Shareholders shall have the obligation to appoint a liquidator to carry out the liquidation process in the general meeting of shareholders approving the liquidation. If there is no appointed liquidator, the Board of Directors shall act as the liquidator.
Creditors shall have the rights to submit their claims within a period of two years as of the date of the liquidation announcement in the newspaper. Creditors may only file their claims if there is a liquidation proceeds available for shareholders. If the proceeds have been distributed to shareholders, the shareholders shall have the obligation to return the proceeds to the liquidator to satisfy the claims from the creditors in proportional amount.
A liquidator is a person or a company who is appointed or determined through the General Meeting of Shareholders to be the organiser of a liquidation. If the liquidator is not appointed in the liquidation process, the Board of Directors acts as the liquidator. In practice, the appointed liquidator can be a professional person who is an expert in his field (in the sense of someone outside the company’s management structure), but most of the appointed liquidators are the directors of the company.

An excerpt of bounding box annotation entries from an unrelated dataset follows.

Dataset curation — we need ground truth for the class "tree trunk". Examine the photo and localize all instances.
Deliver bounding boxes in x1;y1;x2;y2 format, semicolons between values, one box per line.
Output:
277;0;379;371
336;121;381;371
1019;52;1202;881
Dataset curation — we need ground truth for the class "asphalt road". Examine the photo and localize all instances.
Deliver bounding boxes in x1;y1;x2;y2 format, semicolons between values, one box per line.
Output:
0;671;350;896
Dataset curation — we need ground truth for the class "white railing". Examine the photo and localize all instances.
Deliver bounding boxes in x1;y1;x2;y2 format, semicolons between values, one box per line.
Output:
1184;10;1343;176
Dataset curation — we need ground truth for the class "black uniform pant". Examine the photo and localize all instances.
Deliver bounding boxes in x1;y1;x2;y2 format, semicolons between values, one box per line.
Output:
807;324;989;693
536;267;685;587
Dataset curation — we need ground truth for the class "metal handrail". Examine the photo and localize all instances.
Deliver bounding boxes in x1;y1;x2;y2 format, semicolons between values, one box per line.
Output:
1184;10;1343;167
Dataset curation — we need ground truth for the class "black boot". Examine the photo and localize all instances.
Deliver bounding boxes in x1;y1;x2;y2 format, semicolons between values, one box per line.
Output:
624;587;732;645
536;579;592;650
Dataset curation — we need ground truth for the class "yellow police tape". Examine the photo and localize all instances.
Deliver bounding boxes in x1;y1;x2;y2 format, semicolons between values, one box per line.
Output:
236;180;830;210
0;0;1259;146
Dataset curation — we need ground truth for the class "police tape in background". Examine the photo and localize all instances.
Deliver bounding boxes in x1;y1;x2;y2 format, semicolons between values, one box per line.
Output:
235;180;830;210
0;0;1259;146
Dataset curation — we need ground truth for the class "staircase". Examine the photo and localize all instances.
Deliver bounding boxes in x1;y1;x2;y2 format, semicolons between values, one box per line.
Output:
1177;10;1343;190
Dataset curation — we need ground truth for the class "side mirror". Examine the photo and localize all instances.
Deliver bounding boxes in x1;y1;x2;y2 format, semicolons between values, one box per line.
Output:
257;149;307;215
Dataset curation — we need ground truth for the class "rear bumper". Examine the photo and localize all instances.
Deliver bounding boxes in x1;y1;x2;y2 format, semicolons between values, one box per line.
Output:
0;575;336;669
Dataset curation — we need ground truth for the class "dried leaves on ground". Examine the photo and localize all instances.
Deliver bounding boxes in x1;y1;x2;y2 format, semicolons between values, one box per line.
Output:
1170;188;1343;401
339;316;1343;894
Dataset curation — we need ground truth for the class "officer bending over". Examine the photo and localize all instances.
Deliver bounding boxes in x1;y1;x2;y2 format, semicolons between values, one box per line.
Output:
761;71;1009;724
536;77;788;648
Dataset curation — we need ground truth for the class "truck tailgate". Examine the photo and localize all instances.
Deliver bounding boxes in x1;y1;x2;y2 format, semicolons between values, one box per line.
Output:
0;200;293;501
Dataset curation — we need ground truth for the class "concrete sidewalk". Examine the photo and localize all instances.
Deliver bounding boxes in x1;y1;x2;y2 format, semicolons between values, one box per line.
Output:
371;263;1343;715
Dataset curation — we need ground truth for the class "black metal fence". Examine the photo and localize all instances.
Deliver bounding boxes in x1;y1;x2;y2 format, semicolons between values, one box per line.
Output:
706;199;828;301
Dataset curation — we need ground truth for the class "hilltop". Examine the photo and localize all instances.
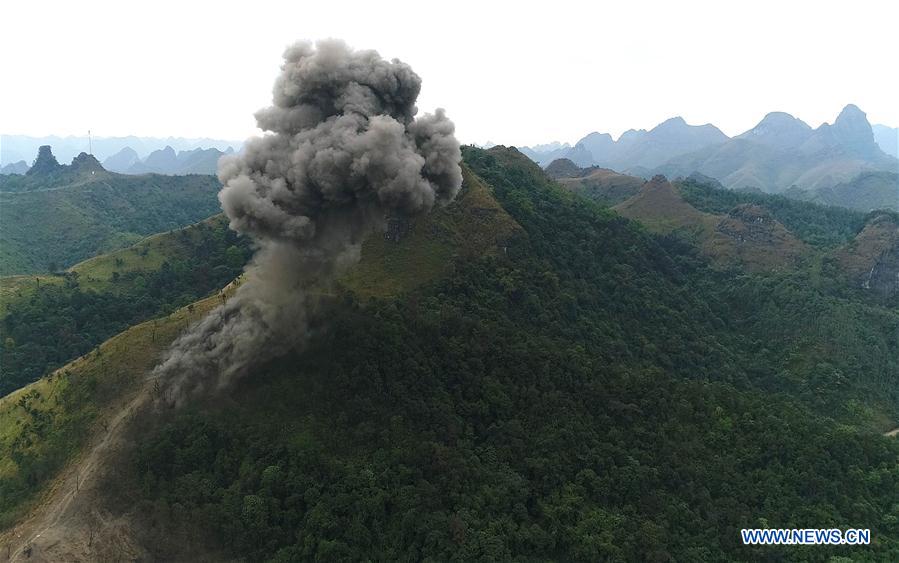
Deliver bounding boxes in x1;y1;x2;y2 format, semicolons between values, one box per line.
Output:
0;147;220;276
546;158;643;205
0;215;250;395
614;176;807;271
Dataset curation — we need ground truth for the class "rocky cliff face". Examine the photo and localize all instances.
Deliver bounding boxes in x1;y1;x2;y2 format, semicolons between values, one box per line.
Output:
834;213;899;300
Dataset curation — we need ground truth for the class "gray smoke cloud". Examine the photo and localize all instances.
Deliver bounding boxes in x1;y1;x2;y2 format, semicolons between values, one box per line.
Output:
153;40;462;404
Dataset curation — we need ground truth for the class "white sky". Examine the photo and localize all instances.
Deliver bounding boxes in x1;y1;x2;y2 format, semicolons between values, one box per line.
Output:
0;0;899;145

Based on Article 115 Law No. 40 of 2007 on Limited Liability Companies, if the company goes bankrupt or in debts due to an error or negligence of the board of directors and/or board of commissioners and the company’s assets are insufficient to pay all the company’s obligations due to the bankruptcy, then each member of the board of directors and/or board of commissioners is jointly and jointly responsible for the outstanding obligations.
However, if the loss is not resulted from its fault or negligence, Members of the Board of Commissioners shall not be liable over the Company’s debts.
The costs of dissolving a company will vary depending on the costs of auditing assets and corporate debts, as well as notary fees, announcements in newspapers, liquidators, and other additional cost that may appear in the future.
When a company is dissolved as part of the liquidation process, the business is closed permanently. Therefore, the company assets and liabilities are dealt with, and the company is removed from the register at Company Registry. The court also has the right to auction off company assets which are used to cover all debts held.